My generation grew up with Hotmail. Back in the late 1990’s when I was in junior high, an @hotmail.com email address was way cooler than an AOL account (since that was what most teenagers’ parents used). Hotmail was great – fast, easy, and generous with space (for that time anyway), it was my first venture into being independent in the technology world. Opening my Hotmail account was a much bigger deal for me than getting my first cell phone.
Fast forward to today. I log into Hotmail for the first time in 14 months, and am greeted with this absurdity:
Apparently, Hotmail has introduced a new SmartScreen junk filter that doesn’t filter phishing emails pretending to be from Windows Live asking me directly for my password.
This is sad. It’s sad not just because Hotmail has become, more or less, the domain of choice for spammers and phishers. Not just because most real users’ Hotmail accounts have been hacked, perhaps more due to their poor choices of passwords (around 90% of Hotmail users haven’t changed their passwords in the last 5 years) than any particular security failure on Microsoft’s part. It’s sad because this particular email would have been so easy to filter out, but Windows Live couldn’t even handle that.
Think about it: how difficult is it to filter junk mail nowadays? GMail obviously does a fantastic job at it, and so does Microsoft Exchange (ironic, right?). Even Yahoo and AOL have fairly good algorithms to detect spam. You can build a reliable junk email filter if you can think of any characteristics of spam:
- high frequency of misspelled words
- sentences that aren’t grammatically correct (as in, spam messages auto-generated by Markov models)
- email accounts that share no words with the sender’s name (such as ‘Bank of America Customer Service’ sending an email from email@example.com: seems sort of phishy.)

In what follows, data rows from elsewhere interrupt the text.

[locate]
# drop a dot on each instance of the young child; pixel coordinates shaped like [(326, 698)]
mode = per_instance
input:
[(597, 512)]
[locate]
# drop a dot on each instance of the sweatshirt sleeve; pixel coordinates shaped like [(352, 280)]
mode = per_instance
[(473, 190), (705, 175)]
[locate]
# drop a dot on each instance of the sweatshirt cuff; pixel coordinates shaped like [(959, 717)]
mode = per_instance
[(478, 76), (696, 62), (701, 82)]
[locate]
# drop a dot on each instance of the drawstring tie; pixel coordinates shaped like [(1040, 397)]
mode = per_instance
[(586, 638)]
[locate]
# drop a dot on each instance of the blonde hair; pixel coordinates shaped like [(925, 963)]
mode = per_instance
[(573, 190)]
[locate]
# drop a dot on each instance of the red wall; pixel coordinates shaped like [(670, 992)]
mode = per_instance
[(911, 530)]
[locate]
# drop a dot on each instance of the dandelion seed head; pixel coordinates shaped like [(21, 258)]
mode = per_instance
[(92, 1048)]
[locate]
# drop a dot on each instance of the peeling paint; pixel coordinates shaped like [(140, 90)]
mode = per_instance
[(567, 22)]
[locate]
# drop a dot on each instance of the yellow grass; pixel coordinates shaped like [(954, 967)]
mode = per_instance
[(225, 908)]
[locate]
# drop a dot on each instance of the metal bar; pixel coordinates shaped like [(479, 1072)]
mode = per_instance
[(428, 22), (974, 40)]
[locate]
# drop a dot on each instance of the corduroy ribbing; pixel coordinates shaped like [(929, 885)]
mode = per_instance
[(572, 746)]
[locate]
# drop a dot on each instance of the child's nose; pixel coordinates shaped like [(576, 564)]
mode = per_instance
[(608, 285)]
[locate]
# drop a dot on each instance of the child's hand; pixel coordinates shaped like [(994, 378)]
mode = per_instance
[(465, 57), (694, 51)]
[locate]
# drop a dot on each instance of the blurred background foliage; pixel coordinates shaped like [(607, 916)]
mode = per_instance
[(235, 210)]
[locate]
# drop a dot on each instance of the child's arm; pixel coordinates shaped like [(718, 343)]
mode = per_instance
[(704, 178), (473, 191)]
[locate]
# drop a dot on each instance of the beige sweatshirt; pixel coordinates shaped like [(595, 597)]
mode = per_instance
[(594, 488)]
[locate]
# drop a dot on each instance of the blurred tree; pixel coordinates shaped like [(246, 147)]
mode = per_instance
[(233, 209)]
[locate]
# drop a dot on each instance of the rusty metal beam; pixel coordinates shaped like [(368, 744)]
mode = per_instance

- direct requests for personal information, like passwords, credit card numbers, social security numbers
- pictures and other attachments known to appear in spam, like the classic ‘Take Our IQ Test!’
- words, phrases, and sentences known to frequently appear in spam (such as, well, ‘need your password’) – you could build this in less than a day with easy off-the-shelf Naive Bayes algorithms or Support Vector Machines.
- emails from domains and addresses known from other analyses (or, possibly, from your own users) to be spam generators
There are probably many, many more of these methods, and every spam filter uses a collection of them. What’s frustrating to me is that, based just on the methods of above, I can think of several ways the Windows Live spam I received could easily have been detected:
- Keep track of Windows Live administrator email accounts. If a sender says he’s ‘Windows Live’ but it’s not one of the actual admin accounts, the message is probably a phishing attempt.
- If for whatever reason, a password is requested in the email, it’s probably a phishing attempt.
- I have a hard time believing I’m the first person ever who has received this message and flagged it as ‘junk email’. If you know that a certain email with some exact text has been flagged by 10,000 users as junk, then it’s probably also junk to the other several million users who haven’t opened it yet.
I could keep going. But it’s out of my hands. Hotmail has fallen. I’ve already shut down my own @hotmail.com account. My friend Camille told me today that she has a filter that sends all email from @hotmail.com domains directly to her junk folder. I may do the same in not too long.